Health Insurance Reimbursement & Payment Options

Testing for hereditary cancer risk is becoming more common, especially as healthcare provides new options for cancer risk reduction to physicians and patients. Most insurance carriers cover genetic testing services. In fact, although each situation is unique, the average patient pays only 10% of the test price out-of-pocket. Myriad assists in obtaining reimbursement for the genetic tests we offer. Our goal is to ensure that you receive the appropriate coverage from your plan and are aware of your own financial obligations prior to testing.

Your Healthcare provider documents certain key ancestry and personal history information and designates the appropriate test for you on Myriad's Test Request Form. On the same form, you choose a payment option by checking the appropriate box. If you choose Insurance Billing, your signature is also required in the Insurance billing section.

Payment options are outlined below:

Option 1— Insurance Billing
If you choose Insurance Billing on the Test Request Form, Myriad will verify coverage and determine your responsibility. If your coinsurance responsibility will exceed $375, prior to processing your specimen, we will contact you directly within three business days after sample receipt at Myriad to discuss the specifics of your case and options available to you. If coinsurance is NOT expected to exceed $375, you are not contacted and your specimen processing begins immediately.

Note: Although rare, some insurers may require a pre-authorization before the sample is submitted for testing, which may delay the start of the test. We will contact the healthcare provider if this is the case.

You must sign the Insurance Billing Patient/Responsible Party signature line on the Test Request Form and submit enlarged photocopies of the front and back of the your insurance card. Myriad will submit bills directly to insurance carriers and will appeal and resubmit claims on your behalf, with input from your authorized healthcare provider as needed. Coinsurance and unmet deductibles are your responsibility.

Option 2— Patient Payment
Pay for the testing service yourself. With your sample, you provide credit card information or a check or money order payable to Myriad Genetic Laboratories, Inc. for the full amount of the test. Contact Customer Service for installment payment options.

Canceling the Test
If you cancel a test before it is started, you will not be charged. Testing is usually started 24-48 hours after receipt at Myriad. Once your test is started, you are responsible for payment of the test.

Medicare
Medicare Patients should select Option 1. Medicare pays for the test when specific criteria are met. Your physician should consult Medicare's web site to determine if you meet Medicare's criteria for genetic testing, and can obtain assistance in interpreting the criteria from Myriad's Medical Services at 800-469-7423. For all Medicare patients, a copy of the signed informed consent is required before testing will begin.
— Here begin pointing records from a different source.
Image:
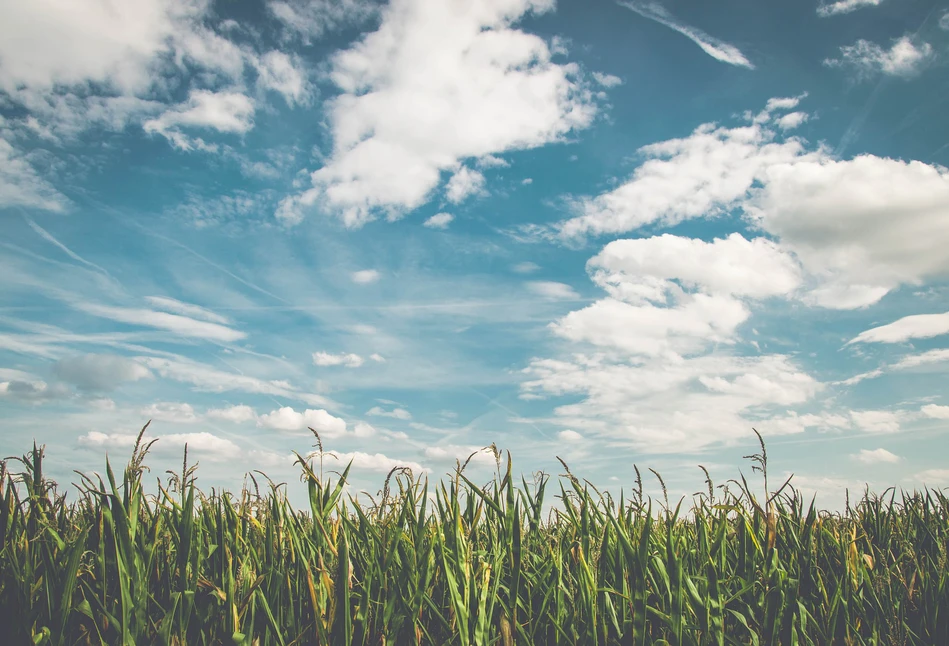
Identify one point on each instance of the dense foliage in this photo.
(469, 564)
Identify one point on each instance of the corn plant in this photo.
(462, 562)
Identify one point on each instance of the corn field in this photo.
(463, 563)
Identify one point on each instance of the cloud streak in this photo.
(717, 49)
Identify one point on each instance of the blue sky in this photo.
(614, 232)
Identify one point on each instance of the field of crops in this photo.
(459, 562)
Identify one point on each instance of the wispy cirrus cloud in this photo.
(717, 49)
(176, 323)
(845, 6)
(866, 59)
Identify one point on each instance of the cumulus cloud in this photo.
(237, 414)
(100, 372)
(646, 269)
(917, 326)
(463, 184)
(669, 294)
(552, 290)
(717, 49)
(278, 72)
(526, 267)
(395, 413)
(933, 477)
(21, 185)
(877, 421)
(844, 6)
(791, 120)
(365, 276)
(287, 419)
(904, 58)
(207, 445)
(649, 361)
(672, 403)
(607, 80)
(343, 359)
(875, 456)
(404, 117)
(935, 411)
(859, 227)
(479, 456)
(227, 111)
(439, 221)
(176, 412)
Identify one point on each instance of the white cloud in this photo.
(170, 412)
(917, 326)
(844, 6)
(309, 19)
(405, 115)
(207, 379)
(526, 267)
(227, 111)
(647, 269)
(791, 120)
(32, 390)
(708, 173)
(935, 411)
(279, 72)
(439, 221)
(451, 452)
(237, 414)
(866, 59)
(675, 295)
(933, 477)
(206, 444)
(876, 421)
(48, 42)
(607, 80)
(396, 413)
(186, 309)
(492, 161)
(552, 290)
(717, 49)
(176, 323)
(860, 227)
(876, 456)
(924, 358)
(365, 276)
(100, 372)
(376, 462)
(463, 184)
(287, 419)
(21, 185)
(326, 359)
(674, 404)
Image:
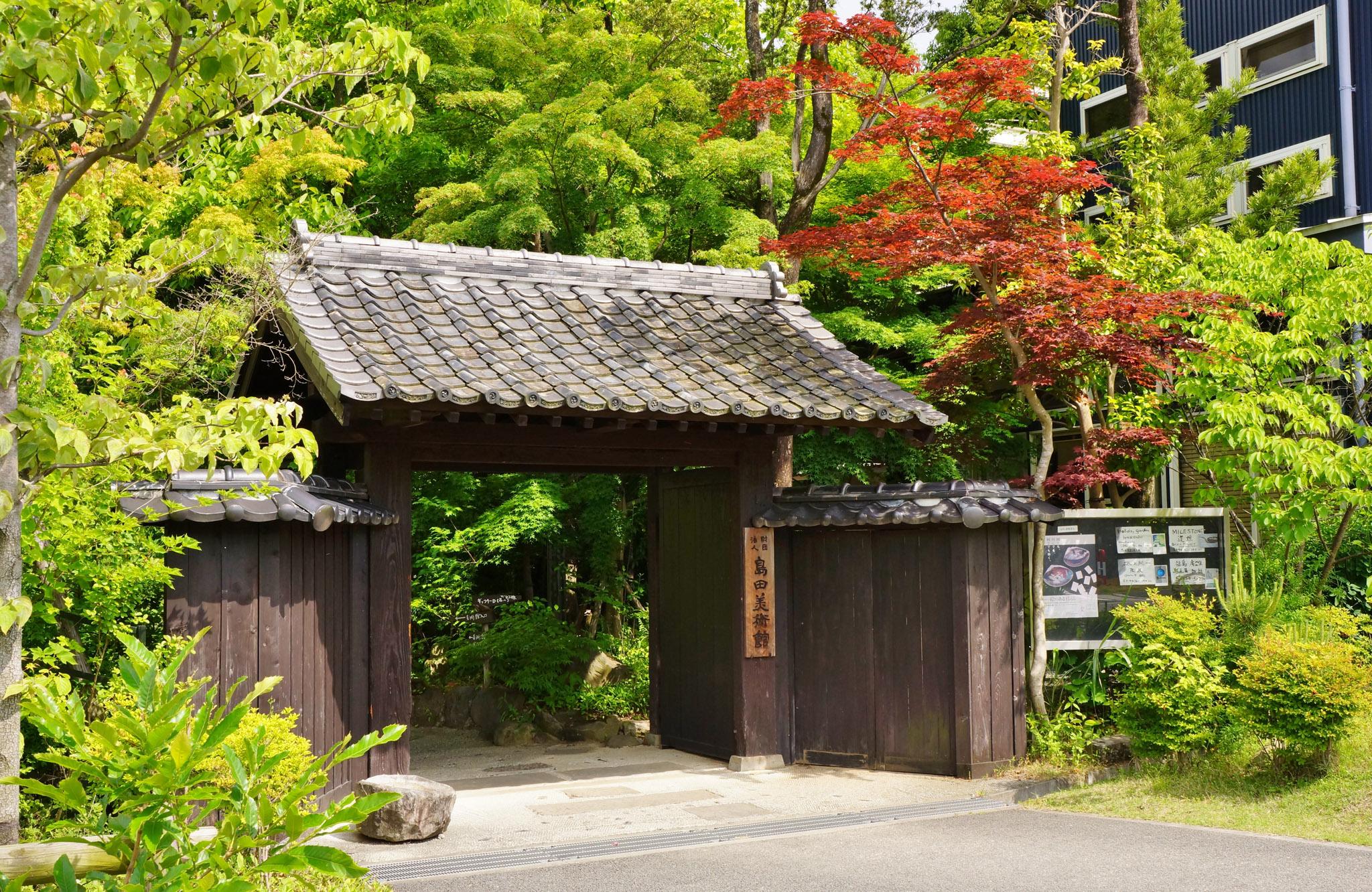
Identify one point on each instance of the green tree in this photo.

For patients who do not meet Medicare criteria, a signed Advance Beneficiary Notice (ABN) is also required to be received by Myriad before testing will begin. Because Medicare will likely not cover test costs for patients who do not meet Medicare criteria, test costs will be billed to you.

Myriad Financial Assistance Program
Myriad is able to offer testing at no charge to uninsured patients that meet specific financial and medical criteria. Patients who are recipients of government-funded programs (i.e. Medicaid, Medicare) or those that have any third-party insurance are not eligible to apply.
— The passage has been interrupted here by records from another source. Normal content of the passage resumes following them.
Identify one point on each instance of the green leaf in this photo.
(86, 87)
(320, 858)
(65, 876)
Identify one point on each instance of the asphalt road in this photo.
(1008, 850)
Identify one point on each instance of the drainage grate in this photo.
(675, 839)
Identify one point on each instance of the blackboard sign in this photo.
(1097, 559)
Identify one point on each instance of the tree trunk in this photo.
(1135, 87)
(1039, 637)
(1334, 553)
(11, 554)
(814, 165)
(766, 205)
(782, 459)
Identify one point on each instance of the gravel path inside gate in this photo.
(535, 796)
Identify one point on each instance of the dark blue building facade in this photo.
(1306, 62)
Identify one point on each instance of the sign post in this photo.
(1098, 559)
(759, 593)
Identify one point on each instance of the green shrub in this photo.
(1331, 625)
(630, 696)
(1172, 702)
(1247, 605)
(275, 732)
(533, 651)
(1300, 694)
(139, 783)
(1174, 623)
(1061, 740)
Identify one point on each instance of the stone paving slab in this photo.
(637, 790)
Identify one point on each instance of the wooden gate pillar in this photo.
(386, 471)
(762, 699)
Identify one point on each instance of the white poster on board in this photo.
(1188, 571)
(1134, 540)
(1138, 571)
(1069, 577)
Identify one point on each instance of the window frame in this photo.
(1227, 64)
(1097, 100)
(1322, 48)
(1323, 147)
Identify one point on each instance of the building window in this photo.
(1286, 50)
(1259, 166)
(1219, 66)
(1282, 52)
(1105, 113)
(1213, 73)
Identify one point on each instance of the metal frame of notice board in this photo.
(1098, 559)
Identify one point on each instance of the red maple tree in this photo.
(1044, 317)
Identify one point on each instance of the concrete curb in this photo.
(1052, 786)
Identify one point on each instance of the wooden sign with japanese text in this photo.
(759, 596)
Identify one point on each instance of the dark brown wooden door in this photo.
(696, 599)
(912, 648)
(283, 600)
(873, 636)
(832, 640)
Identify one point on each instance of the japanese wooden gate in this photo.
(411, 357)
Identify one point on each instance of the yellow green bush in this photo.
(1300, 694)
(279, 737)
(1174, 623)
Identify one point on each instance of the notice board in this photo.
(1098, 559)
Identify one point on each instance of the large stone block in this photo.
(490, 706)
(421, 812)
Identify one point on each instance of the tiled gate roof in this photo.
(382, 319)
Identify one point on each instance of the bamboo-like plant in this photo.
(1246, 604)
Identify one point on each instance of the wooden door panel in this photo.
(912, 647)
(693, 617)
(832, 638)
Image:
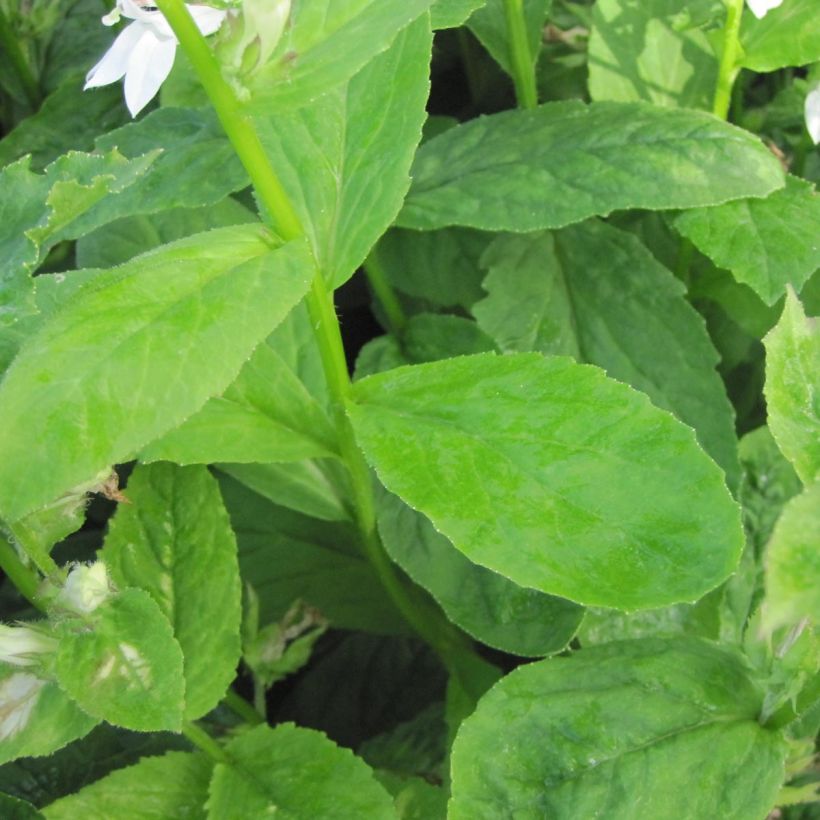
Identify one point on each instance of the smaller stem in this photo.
(521, 58)
(24, 578)
(237, 704)
(376, 275)
(727, 71)
(11, 46)
(204, 742)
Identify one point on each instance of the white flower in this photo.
(144, 52)
(760, 8)
(85, 588)
(18, 694)
(20, 645)
(812, 112)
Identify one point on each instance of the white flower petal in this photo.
(150, 64)
(812, 112)
(760, 8)
(115, 61)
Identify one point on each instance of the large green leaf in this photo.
(326, 43)
(554, 476)
(563, 162)
(135, 352)
(489, 24)
(766, 243)
(793, 562)
(596, 293)
(297, 773)
(156, 788)
(657, 728)
(266, 415)
(793, 388)
(288, 556)
(488, 606)
(36, 716)
(121, 663)
(786, 36)
(174, 541)
(344, 159)
(641, 50)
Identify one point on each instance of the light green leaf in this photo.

Qualification requirements and the submission instructions are provided on the Myriad Financial Assistance Program application:

To view the current HHS financial guidelines, please view the link below.
http://aspe.hhs.gov/poverty/index.shtml

Privacy Issues
It is Myriad's policy that test results are disclosed only to the requesting healthcare provider/designee and are not disclosed to anyone else (including insurance carriers) without the written permission of the patient.

Federal and state laws prohibit health insurance discrimination against patients who undergo genetic testing. In 1996, the federal government enacted the Health Insurance Portability and Accountability Act (HIPAA). Under this law, patients in group health insurance plans are protected from discrimination based on genetic information.

Studies have found no documented cases of health insurance discrimination on the basis of genetic testing for hereditary cancer syndromes. Most states have enacted laws further protecting patients from discrimination based on genetic information.